30 Seconds to Success
What is the most important aspect of my website?
Such a simple question to answer when you are looking at someone else's website, but it can be a daunting task to attempt to understand and quantify this yourself.
For an overwhelming majority of business sites, your goal is to impress the potential customer. To leave a lasting positive impression on your leads, you need to grab their attention quickly and keep it.
To capture someone's attention, many websites in the past resorted to garish color schemes and cartoon-like graphics. As we mature as internet surfers, our tolerance for such presentations plummet. We now expect to visit a web page and have a good understanding of what the site is about within 30 seconds. The 'above-fold' part of a page must be clean, interesting, and contain as much information as appropriate for your business. That means the site must be clean with well-presented headings and concise design cues. Colors must complement eachother and portray the mood of the product or services offered by the company.
Visit this CRM Software retailer site for a great example of what I am describing. The site says "We are high-tech" while maintaining a classic look and feel with fonts and color choice. The information is laid out in a way that tells you this business is the place to go for a niche market of CRM products and expert consulting services.
Once you have the web surfer's attention, you need to keep it. We will discuss a few great ways to keep your customers returning... next time. (Hey, I think I just mentioned the first way to encourage someone to return!)
Is a website a sales tool?
This might be the biggest misunderstanding in the .com world. Virtually all websites are marketing tools, very few focus on sales. Let's back up and discuss the differences between sales and marketing. These basic differences are often misunderstood.
Marketing is about keeping your product fresh in the minds of consumers. It is about educating a consumer so he can make an educated decision in your favor. It is about branding your company, product, or service. Even if you offer items for sale on your website, only a small percentage of the visitors will consider spending money. Most will browse your site many times without purchasing.
Personal Note:
In the early days of my Professional Photography site, I photographed auto racing and other events. I was totally focused on website sales, which were extremely low compared to the recognition I was gaining at these events. I wasn't hosting my own sites at that time and didn't have access to even basic analysis tools. My ISP called and told me that they were going to need to move my site to another server and raise my fees. They sent a report. My site was attracting over 100,000 visits per month from over 5000 unique visitors, but I was only converting about three sales. Learning that my average visitor came to the site multiple times per week, I used my basic traffic analysis to dertermine how to increase my profits. I decreased the size of the photo previews and increased the watermarking to deter sniping, and I used the data analysis to justify the decision to hire an on-site sales person for the events. My visitor count dropped by 60% and my profit skyrocketed.

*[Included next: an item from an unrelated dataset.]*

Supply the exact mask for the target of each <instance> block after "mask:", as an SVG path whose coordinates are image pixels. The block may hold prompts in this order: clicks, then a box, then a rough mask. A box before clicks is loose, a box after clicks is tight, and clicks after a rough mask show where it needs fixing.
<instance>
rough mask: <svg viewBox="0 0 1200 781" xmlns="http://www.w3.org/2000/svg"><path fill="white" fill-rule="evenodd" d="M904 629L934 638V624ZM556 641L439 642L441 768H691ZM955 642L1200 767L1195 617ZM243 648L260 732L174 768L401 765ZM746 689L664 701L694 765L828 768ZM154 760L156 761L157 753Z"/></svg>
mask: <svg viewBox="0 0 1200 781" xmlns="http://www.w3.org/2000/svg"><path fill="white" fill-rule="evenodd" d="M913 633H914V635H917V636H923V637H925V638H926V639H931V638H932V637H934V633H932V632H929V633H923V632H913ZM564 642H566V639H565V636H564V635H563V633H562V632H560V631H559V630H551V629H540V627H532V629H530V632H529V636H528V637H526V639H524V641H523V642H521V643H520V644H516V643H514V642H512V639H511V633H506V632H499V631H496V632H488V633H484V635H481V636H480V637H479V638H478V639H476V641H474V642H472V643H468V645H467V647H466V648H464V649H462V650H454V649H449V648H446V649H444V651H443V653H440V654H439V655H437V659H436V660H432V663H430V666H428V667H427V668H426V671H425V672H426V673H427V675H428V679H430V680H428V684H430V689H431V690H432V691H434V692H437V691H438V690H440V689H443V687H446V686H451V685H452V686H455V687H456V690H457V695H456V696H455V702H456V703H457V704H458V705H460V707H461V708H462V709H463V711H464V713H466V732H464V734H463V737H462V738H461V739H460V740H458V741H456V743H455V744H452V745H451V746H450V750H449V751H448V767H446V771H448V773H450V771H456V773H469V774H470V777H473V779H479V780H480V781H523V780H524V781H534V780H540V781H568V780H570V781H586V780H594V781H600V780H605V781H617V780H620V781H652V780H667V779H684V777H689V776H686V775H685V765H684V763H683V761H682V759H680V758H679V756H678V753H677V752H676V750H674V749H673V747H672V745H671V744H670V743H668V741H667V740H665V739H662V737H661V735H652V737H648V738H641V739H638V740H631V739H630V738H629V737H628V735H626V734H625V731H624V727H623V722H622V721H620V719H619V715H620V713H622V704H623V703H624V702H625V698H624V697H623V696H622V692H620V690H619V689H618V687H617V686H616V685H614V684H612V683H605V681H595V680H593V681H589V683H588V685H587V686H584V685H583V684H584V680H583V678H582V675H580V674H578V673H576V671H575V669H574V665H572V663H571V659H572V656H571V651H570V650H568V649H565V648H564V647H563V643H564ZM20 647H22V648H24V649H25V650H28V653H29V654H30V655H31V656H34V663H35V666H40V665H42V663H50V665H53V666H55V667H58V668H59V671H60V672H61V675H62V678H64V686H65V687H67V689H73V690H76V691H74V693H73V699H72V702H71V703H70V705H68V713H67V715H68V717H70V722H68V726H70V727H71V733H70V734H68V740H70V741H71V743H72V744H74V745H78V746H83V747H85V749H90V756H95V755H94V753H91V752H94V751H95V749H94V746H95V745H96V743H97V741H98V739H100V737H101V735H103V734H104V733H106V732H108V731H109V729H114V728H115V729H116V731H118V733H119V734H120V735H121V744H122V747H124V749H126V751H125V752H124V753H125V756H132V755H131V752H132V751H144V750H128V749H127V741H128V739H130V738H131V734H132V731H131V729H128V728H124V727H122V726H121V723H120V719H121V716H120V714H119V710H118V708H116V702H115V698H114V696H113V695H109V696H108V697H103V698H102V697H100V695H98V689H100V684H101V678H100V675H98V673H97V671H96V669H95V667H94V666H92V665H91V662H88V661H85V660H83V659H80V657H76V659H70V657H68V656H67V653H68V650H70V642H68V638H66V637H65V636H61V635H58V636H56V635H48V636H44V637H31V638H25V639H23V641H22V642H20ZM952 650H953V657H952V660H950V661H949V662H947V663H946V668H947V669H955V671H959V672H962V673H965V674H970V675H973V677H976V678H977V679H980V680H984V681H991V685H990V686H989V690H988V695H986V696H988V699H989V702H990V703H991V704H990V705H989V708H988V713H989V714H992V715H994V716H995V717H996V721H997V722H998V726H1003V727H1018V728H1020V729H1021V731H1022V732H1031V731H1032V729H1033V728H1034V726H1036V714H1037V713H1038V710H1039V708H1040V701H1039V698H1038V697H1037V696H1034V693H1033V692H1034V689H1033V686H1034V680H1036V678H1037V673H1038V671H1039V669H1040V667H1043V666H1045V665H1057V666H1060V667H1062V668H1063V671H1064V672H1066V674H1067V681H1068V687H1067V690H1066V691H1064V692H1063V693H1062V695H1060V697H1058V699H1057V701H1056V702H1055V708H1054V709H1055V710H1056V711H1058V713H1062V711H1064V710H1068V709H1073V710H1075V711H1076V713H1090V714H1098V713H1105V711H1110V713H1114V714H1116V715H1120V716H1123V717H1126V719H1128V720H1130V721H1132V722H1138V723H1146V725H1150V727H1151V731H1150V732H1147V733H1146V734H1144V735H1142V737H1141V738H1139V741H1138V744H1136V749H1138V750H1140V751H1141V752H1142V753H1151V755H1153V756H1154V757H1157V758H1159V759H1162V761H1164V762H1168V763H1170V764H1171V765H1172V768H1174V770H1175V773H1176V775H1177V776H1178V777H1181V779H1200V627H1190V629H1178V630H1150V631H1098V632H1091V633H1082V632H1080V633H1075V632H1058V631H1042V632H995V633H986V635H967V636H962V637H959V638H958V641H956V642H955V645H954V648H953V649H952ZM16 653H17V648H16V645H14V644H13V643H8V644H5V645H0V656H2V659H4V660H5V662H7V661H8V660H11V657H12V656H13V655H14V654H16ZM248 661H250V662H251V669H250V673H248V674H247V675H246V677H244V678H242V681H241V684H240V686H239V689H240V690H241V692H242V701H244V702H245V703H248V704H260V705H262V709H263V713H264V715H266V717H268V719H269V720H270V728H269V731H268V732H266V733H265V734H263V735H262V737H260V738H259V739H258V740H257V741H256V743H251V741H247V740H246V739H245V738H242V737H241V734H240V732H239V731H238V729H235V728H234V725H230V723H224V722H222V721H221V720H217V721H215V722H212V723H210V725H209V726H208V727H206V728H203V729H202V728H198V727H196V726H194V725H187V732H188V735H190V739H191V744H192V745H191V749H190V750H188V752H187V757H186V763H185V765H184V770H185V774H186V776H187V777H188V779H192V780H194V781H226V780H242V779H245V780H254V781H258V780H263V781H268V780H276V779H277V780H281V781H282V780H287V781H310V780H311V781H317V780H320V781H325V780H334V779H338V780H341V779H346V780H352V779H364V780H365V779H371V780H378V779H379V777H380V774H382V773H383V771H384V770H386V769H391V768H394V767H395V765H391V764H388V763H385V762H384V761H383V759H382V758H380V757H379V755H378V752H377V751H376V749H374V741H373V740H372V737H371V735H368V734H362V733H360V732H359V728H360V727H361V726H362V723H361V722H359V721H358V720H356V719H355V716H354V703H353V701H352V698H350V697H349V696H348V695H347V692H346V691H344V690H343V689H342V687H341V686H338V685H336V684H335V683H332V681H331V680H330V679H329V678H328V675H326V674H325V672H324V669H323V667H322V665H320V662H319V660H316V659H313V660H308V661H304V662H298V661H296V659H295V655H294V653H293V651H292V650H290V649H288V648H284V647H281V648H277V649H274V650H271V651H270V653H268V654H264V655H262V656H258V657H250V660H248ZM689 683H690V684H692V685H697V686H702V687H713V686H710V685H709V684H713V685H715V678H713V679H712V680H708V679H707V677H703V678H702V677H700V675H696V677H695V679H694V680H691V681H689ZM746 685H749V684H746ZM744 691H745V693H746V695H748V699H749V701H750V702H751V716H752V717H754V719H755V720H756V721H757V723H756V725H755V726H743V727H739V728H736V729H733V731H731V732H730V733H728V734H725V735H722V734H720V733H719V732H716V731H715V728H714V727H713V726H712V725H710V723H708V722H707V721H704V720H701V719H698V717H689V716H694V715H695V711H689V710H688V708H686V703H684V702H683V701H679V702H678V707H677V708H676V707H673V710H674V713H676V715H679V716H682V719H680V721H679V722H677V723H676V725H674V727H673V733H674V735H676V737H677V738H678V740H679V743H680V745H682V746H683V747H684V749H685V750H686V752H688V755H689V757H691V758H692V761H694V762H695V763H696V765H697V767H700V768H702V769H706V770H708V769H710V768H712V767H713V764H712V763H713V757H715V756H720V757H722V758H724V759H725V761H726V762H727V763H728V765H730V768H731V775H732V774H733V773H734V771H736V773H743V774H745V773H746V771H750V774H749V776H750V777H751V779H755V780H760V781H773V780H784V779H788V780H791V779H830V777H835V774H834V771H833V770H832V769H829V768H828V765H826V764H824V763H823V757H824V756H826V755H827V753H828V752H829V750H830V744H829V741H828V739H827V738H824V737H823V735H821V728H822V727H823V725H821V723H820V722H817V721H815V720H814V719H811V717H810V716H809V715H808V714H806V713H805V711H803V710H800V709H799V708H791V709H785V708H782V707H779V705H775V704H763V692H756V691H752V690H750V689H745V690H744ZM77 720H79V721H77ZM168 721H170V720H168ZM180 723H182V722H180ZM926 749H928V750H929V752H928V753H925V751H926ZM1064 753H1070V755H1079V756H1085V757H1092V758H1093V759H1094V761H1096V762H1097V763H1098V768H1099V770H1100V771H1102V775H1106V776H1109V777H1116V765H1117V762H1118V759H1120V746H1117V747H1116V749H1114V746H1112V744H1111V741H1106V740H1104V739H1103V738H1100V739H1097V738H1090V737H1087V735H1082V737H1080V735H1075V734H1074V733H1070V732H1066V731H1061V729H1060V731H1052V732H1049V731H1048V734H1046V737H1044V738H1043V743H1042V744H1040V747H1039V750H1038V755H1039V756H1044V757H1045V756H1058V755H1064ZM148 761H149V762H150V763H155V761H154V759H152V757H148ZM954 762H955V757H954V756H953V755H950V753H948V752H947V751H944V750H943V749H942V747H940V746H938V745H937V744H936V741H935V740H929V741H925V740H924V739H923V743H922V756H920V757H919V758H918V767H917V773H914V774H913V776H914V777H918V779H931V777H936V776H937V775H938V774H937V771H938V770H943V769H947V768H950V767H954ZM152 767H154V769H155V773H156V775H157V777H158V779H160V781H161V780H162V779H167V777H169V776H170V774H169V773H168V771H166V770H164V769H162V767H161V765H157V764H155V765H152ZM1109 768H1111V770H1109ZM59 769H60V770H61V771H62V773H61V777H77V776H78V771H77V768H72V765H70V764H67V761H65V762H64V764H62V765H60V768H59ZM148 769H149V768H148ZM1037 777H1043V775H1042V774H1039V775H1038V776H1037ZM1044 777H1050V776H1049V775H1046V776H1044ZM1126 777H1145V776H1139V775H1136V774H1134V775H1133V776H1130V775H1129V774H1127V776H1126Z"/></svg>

Sales is just that - sellling the product. Basically, it starts at that first one-on-one contact that hopefully ends in a financial exchange. Whether it starts with a quote or a cross-counter order, this is the sales process. Once the transaction is complete, all attempts to convert that visitor to a repeat customer fall back under the marketing heading.
When you have your website built , you must keep in mind that this investment is going to be the hub of marketing activities, but like any wheel, it's going to need spokes to transfer the energy. These spokes are going to be your individual marketing efforts, such as advertising partherships with complementary local businesses, print media, event sponsorship, or any other efforts.
Every business is different, but many studies show that it generally takes 8 marketing contacts to convert a prospect. What if you could reduce this number by 50% just by providing most of the information they need to them easily, via your website? Let's learn how to do this intelligently so we know what works and what doesn't -- as well as accurately predict who is ready to make a decision before we ever speak with them.